DNased RNA looks fine. Low OD260/280 ratios, but this is often seen after DNase treatment and particularly with low [RNA]. Will perform qPCR to assess gDNA removal.

RNA Isolation – C.gigas Larvae from 20110412 & 20110705 (Continued from 20120112)

All of the RNA samples were re-combined with their respective counterparts and subject to a standard EtOH precipitation (0.1 volumes of 3M NaOAc, pH = 5.2, 2.5 volumes 100% EtOH; incubated -80C 1hr; pelleted; washed with 1mL 70% EtOH; pelleted). Pellets were washed two additional times (for a total of three washes) with 70% EtOH. RNA was resuspended in 50uL of 0.1% DEPC-H2O and spec’d on the Roberts Lab NanoDrop 1000.

Results:

Yields for the 4/12/2011 samples were all lower than the yields for the 7/5/2011 samples. However, the RNA quality (based on OD260/280 ratios) looks pretty good for both groups of RNA. RNA will be treated with DNase before reverse transcription.

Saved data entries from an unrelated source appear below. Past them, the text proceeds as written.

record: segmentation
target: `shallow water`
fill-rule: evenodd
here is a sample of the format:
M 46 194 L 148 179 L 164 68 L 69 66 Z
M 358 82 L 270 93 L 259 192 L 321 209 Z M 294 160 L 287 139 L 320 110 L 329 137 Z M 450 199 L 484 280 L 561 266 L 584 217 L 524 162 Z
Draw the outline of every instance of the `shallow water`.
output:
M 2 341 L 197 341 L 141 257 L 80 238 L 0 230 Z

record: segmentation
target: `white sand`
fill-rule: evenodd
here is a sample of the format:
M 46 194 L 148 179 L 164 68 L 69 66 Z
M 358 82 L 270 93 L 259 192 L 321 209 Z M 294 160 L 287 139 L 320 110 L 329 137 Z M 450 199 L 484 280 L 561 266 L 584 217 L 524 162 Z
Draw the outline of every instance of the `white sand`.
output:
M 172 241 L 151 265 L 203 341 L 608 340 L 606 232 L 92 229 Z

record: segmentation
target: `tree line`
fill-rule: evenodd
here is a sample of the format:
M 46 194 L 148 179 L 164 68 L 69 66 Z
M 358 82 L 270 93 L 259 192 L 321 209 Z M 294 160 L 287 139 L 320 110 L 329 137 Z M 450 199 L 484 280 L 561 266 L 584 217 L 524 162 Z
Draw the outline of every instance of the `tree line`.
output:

RNA Isolation – C.gigas Larvae from 20110412 & 20110705

RNA was isolated from C.gigas larvae collected from Taylor Shellfish hatchery on the dates noted above. Samples were in RNA Later. RNA Later was removed. Attempted homogenization with a pestle proved futile, as a significant quantity of larvae were sticking to the pestle and were nearly impossible to wash off using TriReagent as a rinsing agent. Due to this, all samples were vortexed for 1min in 1mL of TriReagent. It should be noted that the TriReagent took on a cloudy appearance and even showed some separation into two layers upon letting the samples sit. This was not normal and I was immediately concerned about the high salt content from residual RNA Later. Samples were treated normally with the following changes:

  • Aqueous phase after chloroform treatment was clear, but grey in color. This is not necessarily unusual.

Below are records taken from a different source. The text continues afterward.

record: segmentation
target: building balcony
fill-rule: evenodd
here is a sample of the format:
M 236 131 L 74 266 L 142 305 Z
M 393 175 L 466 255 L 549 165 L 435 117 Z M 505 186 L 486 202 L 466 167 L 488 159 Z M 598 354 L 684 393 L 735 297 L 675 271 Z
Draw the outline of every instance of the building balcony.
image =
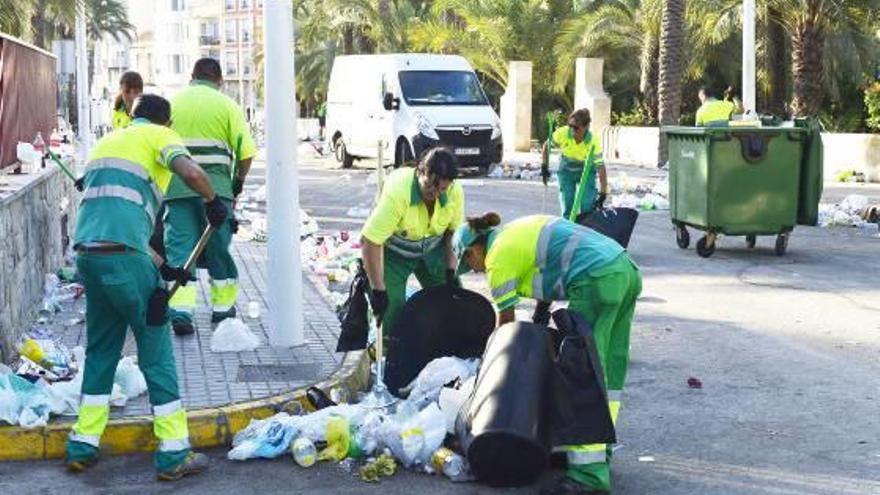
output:
M 219 36 L 199 36 L 199 46 L 215 46 L 220 44 Z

  • Addition of isopropanol triggered immediate precipitation of a dark grey material.

  • “Pelleting” of the RNA after the isopropanol precipitation resulted in a gooey grey material that did NOT pellet, and a clear supernatant. The grey goo was transferred to a clean tube. An additional 500uL of isopropanol was added to the clear supernatant of two samples (#140 & #142), as well as to the grey goo. The addition of isopropanol to the clear supe resulted in an immediate precipitation of white salt-like material. The isopropanol appeared to have no effect on the grey goo. All samples were stored @-20C in their existing conditions until 20120116.

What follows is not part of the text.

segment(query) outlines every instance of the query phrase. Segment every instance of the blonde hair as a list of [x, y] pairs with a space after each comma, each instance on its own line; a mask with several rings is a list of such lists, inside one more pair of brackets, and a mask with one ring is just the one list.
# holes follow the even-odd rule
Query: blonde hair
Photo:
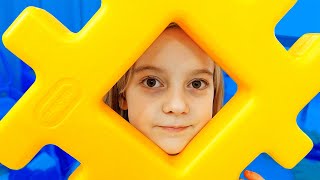
[[[179, 27], [176, 23], [170, 23], [166, 28]], [[132, 69], [134, 65], [119, 79], [119, 81], [110, 89], [110, 91], [105, 96], [105, 103], [110, 106], [115, 112], [122, 116], [127, 121], [128, 110], [122, 110], [120, 105], [124, 103], [125, 100], [125, 90], [127, 89], [128, 82], [132, 76]], [[214, 84], [214, 100], [212, 106], [212, 116], [217, 114], [217, 112], [222, 108], [223, 105], [223, 95], [224, 95], [224, 84], [222, 77], [221, 68], [214, 63], [213, 72], [213, 84]]]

  • Since the two samples that were treated with an additional 500uL of isopropanol produced an excess of salt precipitation, I instead added 1mL of 70% EtOH to all the remaining samples; both the clear supernatants and the grey goo. The idea being that the higher water content in the 70% EtOH would help to keep the salts in solution, while precipitating the RNA. Samples were pelleted. All of the grey goo samples produced a white pellet. The grey goo seemed unchanged. Supernatants (including grey goos) were discarded and the resulting pellets from all samples were washed in this fashion were washed three more times.

  • Pellets were resuspended in 25uL of 0.1% DEPC-H2O and stored @ -80C until 20120123.

  • Samples were spec’d on the Roberts’ Lab NanoDrop 1000.

Results:

Spreadsheet of OD readings is here.

Since samples were split into two (clear supernatant and grey goo), they were kept separate through the remainder of the process. Sample names are appended with “-1″ or “-2″. “-1″ samples are grey goo samples and the “-2″ samples are the clear supernatant samples.

Overall, most of the grey goo samples appear to have produced the highest yields and highest quality of RNA, although this is not true for all of the samples.